Objective: To evaluate the prevalence of antinuclear antibodies (ANA) in patients with autoimmune thyroid diseases (ATD) and the presence of systemic autoimmune disorders among ANA positive patients with ATD.
Methods: 168 consecutive patients with ATD with positive antithyroid antibodies and 75 healthy subjects were tested for the presence of ANA. ANA positive patients were further evaluated by complete history, physical examination, blood and urine tests, and immunological studies. Patients with subjective xerophthalmia and xerostomia were examined by objective tests.

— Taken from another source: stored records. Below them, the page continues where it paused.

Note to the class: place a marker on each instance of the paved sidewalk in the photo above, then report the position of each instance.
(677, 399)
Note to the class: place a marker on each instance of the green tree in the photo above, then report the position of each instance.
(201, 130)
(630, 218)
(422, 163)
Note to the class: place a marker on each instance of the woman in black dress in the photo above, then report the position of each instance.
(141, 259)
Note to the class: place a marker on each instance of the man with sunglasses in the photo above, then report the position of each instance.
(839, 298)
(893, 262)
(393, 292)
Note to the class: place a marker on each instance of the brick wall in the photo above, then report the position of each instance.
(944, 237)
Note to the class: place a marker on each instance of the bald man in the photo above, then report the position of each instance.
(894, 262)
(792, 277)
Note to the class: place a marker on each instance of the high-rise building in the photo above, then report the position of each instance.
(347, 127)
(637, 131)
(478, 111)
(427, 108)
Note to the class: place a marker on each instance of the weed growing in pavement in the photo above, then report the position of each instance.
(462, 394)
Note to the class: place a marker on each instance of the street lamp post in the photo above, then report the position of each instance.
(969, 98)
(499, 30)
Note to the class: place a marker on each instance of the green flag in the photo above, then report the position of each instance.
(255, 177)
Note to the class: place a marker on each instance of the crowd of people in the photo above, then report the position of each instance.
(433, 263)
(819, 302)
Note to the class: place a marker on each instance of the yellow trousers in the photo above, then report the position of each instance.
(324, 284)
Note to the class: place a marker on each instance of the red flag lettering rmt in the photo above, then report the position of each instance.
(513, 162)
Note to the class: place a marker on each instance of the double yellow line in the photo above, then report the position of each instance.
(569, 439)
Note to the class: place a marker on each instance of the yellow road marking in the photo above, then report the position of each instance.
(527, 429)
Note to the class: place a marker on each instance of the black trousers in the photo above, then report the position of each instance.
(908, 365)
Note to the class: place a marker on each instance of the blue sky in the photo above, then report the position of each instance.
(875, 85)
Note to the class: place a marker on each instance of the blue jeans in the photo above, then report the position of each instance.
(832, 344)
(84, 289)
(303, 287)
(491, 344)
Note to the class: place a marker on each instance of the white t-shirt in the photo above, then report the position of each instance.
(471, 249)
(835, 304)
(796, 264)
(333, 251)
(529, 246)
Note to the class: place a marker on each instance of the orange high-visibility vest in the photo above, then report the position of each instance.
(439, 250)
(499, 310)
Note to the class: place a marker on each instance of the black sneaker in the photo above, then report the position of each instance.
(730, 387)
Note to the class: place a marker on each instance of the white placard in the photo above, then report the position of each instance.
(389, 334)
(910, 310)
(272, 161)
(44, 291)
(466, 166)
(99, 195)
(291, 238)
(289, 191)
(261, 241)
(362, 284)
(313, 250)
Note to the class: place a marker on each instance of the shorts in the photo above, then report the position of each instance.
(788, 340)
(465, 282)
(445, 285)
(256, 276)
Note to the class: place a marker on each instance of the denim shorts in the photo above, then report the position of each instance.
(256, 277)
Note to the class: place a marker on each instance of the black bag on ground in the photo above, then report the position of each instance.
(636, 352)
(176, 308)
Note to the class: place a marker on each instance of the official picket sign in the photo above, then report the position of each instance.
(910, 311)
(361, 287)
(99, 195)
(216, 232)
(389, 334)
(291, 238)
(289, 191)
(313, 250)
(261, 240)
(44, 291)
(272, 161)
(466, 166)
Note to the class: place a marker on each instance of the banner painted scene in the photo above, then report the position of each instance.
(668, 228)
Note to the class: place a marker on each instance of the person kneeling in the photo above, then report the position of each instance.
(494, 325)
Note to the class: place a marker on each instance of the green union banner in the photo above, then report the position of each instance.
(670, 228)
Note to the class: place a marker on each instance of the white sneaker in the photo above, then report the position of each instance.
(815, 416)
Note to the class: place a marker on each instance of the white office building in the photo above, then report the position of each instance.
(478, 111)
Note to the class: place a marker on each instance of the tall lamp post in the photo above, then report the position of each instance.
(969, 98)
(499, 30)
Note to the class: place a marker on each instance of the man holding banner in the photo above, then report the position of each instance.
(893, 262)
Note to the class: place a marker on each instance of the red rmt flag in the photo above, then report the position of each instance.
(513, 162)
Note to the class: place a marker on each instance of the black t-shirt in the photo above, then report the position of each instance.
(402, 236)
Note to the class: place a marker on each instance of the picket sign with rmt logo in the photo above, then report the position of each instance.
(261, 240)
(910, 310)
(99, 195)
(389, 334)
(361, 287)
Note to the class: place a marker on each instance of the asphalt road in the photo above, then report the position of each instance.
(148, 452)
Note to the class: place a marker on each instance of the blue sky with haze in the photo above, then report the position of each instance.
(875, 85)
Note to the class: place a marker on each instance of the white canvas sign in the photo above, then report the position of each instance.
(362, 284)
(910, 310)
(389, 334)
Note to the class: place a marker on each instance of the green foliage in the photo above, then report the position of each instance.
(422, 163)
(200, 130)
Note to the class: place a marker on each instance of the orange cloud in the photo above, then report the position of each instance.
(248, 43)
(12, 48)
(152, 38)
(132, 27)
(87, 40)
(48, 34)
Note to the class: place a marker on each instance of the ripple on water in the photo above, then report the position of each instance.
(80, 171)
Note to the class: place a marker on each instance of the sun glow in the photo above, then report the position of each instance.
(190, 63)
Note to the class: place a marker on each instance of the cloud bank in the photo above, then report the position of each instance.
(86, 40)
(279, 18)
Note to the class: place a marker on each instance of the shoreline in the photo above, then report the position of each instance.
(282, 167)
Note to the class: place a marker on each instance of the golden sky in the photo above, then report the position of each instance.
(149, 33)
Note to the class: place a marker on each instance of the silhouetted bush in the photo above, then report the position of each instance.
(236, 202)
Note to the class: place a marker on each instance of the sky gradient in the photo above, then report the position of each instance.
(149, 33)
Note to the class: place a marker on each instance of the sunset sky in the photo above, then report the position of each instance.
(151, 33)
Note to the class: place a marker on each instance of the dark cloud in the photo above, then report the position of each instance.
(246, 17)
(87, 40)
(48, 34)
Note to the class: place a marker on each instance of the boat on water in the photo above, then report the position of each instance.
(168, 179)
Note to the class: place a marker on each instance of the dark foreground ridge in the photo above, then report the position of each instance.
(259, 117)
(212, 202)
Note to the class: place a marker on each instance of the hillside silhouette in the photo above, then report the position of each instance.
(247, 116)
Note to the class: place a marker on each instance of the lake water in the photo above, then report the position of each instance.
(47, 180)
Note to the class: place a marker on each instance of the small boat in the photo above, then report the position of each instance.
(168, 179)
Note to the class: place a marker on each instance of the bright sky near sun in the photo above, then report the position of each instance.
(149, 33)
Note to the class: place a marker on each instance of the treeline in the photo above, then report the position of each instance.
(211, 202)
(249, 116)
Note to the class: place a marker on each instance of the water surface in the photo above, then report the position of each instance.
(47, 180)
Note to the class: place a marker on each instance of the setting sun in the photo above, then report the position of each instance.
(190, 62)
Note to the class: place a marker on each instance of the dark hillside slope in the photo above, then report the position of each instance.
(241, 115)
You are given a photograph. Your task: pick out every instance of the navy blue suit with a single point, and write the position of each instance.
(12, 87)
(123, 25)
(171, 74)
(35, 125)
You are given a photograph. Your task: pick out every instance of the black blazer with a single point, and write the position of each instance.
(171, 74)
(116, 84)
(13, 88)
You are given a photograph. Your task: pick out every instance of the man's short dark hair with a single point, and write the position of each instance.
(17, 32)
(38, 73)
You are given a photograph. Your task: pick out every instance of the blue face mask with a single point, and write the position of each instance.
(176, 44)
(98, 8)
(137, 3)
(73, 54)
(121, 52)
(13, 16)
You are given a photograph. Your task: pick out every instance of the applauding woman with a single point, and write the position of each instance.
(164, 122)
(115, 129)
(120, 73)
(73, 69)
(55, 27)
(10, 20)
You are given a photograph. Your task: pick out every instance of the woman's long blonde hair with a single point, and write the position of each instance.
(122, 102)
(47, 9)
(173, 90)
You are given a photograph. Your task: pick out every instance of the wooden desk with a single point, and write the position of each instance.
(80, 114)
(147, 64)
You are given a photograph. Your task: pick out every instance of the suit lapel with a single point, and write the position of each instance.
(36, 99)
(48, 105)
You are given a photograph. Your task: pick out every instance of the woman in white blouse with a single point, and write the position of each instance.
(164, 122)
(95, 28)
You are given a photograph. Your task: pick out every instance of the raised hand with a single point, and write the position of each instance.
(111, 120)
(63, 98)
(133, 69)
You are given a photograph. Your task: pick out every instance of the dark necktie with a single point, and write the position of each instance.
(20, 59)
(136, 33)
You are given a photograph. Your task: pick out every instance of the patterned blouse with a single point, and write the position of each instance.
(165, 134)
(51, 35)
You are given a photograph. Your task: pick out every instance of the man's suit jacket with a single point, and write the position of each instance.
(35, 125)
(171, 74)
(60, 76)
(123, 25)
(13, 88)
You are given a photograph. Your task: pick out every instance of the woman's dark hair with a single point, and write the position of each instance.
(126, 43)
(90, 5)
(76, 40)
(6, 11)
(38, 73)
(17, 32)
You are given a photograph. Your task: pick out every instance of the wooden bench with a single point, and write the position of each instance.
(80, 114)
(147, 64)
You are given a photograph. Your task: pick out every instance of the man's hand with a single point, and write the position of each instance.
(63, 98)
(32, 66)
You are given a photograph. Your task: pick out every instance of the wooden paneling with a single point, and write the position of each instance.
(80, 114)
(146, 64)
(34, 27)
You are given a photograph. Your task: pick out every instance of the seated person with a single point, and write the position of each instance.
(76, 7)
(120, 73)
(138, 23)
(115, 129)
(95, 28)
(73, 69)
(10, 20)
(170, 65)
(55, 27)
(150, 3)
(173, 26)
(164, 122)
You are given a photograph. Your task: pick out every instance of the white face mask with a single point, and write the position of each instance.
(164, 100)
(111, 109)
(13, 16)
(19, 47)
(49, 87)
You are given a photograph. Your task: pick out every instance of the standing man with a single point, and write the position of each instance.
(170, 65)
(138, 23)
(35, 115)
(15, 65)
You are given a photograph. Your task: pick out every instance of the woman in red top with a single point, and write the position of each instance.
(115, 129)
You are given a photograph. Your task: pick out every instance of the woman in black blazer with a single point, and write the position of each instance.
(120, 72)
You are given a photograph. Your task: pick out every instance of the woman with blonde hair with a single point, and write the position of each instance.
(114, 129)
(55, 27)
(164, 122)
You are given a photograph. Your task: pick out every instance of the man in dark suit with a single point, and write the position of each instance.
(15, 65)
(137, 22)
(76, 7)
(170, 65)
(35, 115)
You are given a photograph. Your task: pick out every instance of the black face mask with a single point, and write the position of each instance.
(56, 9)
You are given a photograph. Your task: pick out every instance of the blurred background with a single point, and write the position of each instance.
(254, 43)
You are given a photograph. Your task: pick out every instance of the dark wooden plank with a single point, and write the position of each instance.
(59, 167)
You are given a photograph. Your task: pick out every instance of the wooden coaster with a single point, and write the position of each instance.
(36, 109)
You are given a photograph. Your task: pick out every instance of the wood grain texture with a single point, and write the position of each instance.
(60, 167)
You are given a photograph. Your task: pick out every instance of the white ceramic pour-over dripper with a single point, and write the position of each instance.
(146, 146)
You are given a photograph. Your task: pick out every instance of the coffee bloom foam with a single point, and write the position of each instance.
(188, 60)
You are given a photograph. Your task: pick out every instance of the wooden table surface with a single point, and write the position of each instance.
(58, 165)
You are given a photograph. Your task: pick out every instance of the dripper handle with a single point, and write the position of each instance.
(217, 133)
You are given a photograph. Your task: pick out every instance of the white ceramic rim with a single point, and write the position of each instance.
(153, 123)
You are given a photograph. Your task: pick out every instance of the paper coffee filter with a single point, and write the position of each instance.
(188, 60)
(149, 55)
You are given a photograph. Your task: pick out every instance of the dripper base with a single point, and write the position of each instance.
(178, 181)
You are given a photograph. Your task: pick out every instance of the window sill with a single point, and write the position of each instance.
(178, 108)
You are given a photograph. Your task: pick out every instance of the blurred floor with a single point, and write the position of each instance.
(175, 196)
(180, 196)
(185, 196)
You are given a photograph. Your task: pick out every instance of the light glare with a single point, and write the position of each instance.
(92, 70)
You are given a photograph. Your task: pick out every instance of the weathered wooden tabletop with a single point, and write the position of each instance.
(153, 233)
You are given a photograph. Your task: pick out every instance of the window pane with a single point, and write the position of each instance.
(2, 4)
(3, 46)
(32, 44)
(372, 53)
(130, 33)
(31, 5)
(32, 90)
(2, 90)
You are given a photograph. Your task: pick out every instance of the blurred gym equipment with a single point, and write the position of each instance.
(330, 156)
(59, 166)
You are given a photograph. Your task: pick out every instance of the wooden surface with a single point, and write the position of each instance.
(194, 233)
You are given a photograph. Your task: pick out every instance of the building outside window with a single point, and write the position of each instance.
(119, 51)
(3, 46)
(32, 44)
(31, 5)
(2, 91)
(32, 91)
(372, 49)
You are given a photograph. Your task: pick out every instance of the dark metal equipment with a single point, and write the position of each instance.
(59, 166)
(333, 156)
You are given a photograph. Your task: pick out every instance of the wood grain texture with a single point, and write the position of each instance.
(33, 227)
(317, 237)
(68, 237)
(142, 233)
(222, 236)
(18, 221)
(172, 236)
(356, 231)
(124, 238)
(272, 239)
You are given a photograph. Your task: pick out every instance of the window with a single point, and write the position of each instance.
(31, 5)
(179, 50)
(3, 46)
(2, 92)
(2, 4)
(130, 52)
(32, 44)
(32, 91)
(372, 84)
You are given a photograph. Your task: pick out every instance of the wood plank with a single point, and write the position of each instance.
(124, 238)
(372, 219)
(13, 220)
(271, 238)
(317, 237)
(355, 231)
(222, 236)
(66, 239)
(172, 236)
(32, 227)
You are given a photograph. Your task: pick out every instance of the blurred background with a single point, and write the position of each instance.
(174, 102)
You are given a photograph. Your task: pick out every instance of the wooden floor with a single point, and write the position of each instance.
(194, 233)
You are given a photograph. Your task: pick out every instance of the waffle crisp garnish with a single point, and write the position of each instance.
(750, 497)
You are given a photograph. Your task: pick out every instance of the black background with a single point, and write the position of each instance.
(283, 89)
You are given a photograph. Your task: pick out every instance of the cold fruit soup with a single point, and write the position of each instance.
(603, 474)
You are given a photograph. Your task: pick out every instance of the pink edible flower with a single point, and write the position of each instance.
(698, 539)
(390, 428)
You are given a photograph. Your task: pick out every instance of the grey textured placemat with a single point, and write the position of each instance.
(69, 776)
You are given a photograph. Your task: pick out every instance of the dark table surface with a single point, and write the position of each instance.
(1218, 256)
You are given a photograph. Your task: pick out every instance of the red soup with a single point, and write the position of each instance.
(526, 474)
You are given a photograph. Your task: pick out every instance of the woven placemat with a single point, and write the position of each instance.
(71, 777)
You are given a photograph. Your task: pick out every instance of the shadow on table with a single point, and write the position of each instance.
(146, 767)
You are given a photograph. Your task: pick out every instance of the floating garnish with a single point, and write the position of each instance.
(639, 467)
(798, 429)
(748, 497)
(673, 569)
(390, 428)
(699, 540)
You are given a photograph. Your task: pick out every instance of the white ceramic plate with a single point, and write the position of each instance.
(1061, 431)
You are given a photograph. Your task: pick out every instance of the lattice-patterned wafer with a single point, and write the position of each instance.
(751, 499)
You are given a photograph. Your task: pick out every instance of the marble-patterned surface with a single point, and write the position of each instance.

Results: 58/168 (35%) patients with ATD were ANA positive compared with 7/75 (9%) healthy controls (p = 0.001). Of 58 ANA positive patients, 6 (10%) had anti-Ro antibodies, 1 had anti-Ro and anti-La antibodies, 7 (12%) had anti-dsDNA antibodies, and 7 (12%) had medium levels of IgG and/or IgM anticardiolipin antibodies (aCL). No healthy subjects had positive anti-dsDNA, antibodies against the extractable nuclear antigens, or aCL. 5/58 (9%) patients fulfilled the criteria for Sjögren’s syndrome (SS). Two patients had features related to systemic lupus erythematosus. No healthy subjects had clinical or laboratory characteristics of systemic autoimmune disorders.
Conclusion: ANA are detected in 1/3 of patients with ATD. Anti-dsDNA, anti-Ro, and aCL can also be found in ANA positive patients with ATD. SS occurs in about 1/10 of ANA positive patients with ATD.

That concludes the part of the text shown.